Bender has maintained a surprisingly low profile, in view of the large sums of money he is managing and his excellent performance. His fund did not show up in any of the industry databases I checked. As was the case for the majority of interview subjects in this book and its two predecessors, I found Bender through networking with industry contacts.
Bender graduated with high honors from the University of Pennsylvania in 1988, receiving a degree in biophysics. During his summers as an undergraduate, Bender held several scientific jobs, including positions at Livermore Labs and the Marine Biological Laboratories at Woods Hole. Although he liked science, he was disenchanted because the career scientists he observed were forced to spend much of their time seeking grants instead of doing research. At the same time, he became intrigued with the markets and saw that they provided a challenging application for his analytical skills.

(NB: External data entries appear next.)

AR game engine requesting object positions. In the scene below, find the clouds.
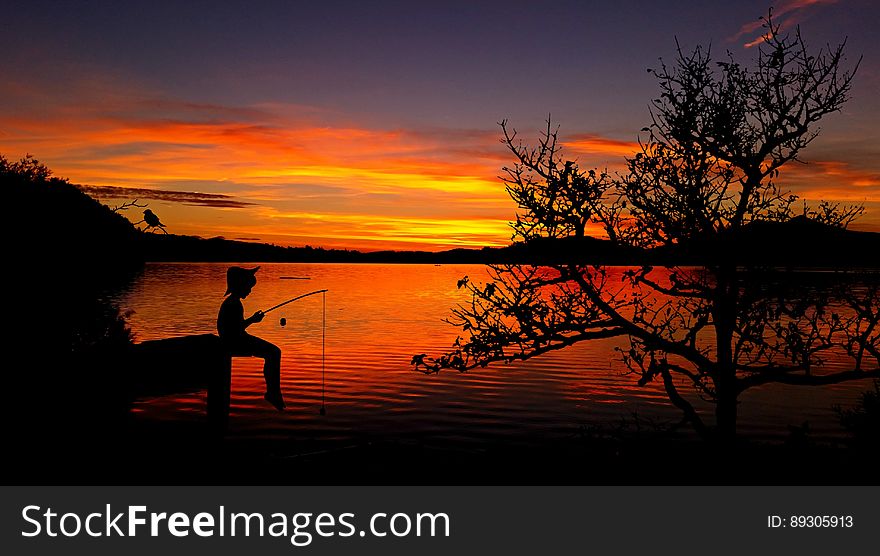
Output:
[729,0,839,48]
[77,185,255,209]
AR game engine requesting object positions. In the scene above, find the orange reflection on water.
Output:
[118,263,864,447]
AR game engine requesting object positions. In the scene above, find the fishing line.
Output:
[263,290,327,315]
[263,290,328,415]
[318,290,327,415]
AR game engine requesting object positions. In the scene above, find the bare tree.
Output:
[413,17,880,440]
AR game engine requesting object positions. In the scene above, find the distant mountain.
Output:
[0,156,880,268]
[668,216,880,268]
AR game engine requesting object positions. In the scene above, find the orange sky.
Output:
[0,96,880,250]
[0,0,880,250]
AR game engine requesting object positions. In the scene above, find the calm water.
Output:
[115,263,870,448]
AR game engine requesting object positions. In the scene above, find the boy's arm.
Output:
[244,311,266,328]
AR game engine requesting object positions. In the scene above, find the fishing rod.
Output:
[262,290,330,415]
[262,290,330,315]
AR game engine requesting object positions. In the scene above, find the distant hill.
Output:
[0,156,880,268]
[657,216,880,268]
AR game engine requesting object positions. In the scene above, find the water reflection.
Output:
[110,263,870,448]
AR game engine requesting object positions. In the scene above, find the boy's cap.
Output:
[223,266,260,295]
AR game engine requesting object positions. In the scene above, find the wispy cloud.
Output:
[77,185,255,208]
[729,0,839,48]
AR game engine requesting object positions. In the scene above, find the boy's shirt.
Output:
[217,296,245,339]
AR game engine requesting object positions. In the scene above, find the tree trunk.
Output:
[714,267,738,444]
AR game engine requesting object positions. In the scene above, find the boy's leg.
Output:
[242,335,284,409]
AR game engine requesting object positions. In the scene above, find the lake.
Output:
[113,263,871,449]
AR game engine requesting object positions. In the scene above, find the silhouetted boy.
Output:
[217,266,285,411]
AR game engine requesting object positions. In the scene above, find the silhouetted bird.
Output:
[138,209,168,234]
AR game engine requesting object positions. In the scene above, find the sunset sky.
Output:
[0,0,880,250]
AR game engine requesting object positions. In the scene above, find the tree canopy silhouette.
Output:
[413,16,880,439]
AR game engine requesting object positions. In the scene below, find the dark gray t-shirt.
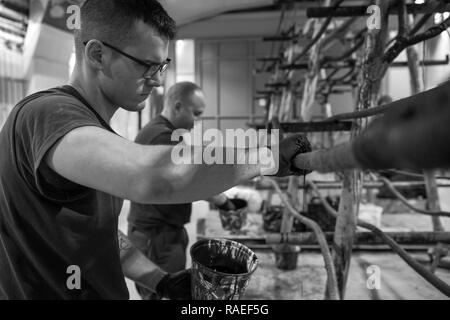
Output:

Bender began trading his own account after graduation, but he had only a few thousand dollars of risk capital. After a year, he was able to raise $80,000 in financial backing. He traded this account from August 1989 through March 1995, averaging a compounded annual return of 187 percent during this period, with only three losing quarters, the worst being an 11 percent decline.
After taking a sabbatical, Bender launched his fund in August 1996, with returns over the subsequent three and a half years averaging 33 percent. Although still quite respectable, you might wonder what caused this steep decline in returns relative to the performance in his personal account in prior years. The answer is very simple: leverage. For the fund, Bender reduced his leverage by a factor of approximately 4 to 1 (which because of the effect of monthly compounding reduced the annual return by a greater amount), placing a strong emphasis on risk control. To date, the fund’s worst decline from an equity peak to a subsequent low has been only 6 percent. In addition to managing hundreds of millions in his own fund, Bender also manages an undisclosed allocation from the Quantum fund, for which he trades currency options.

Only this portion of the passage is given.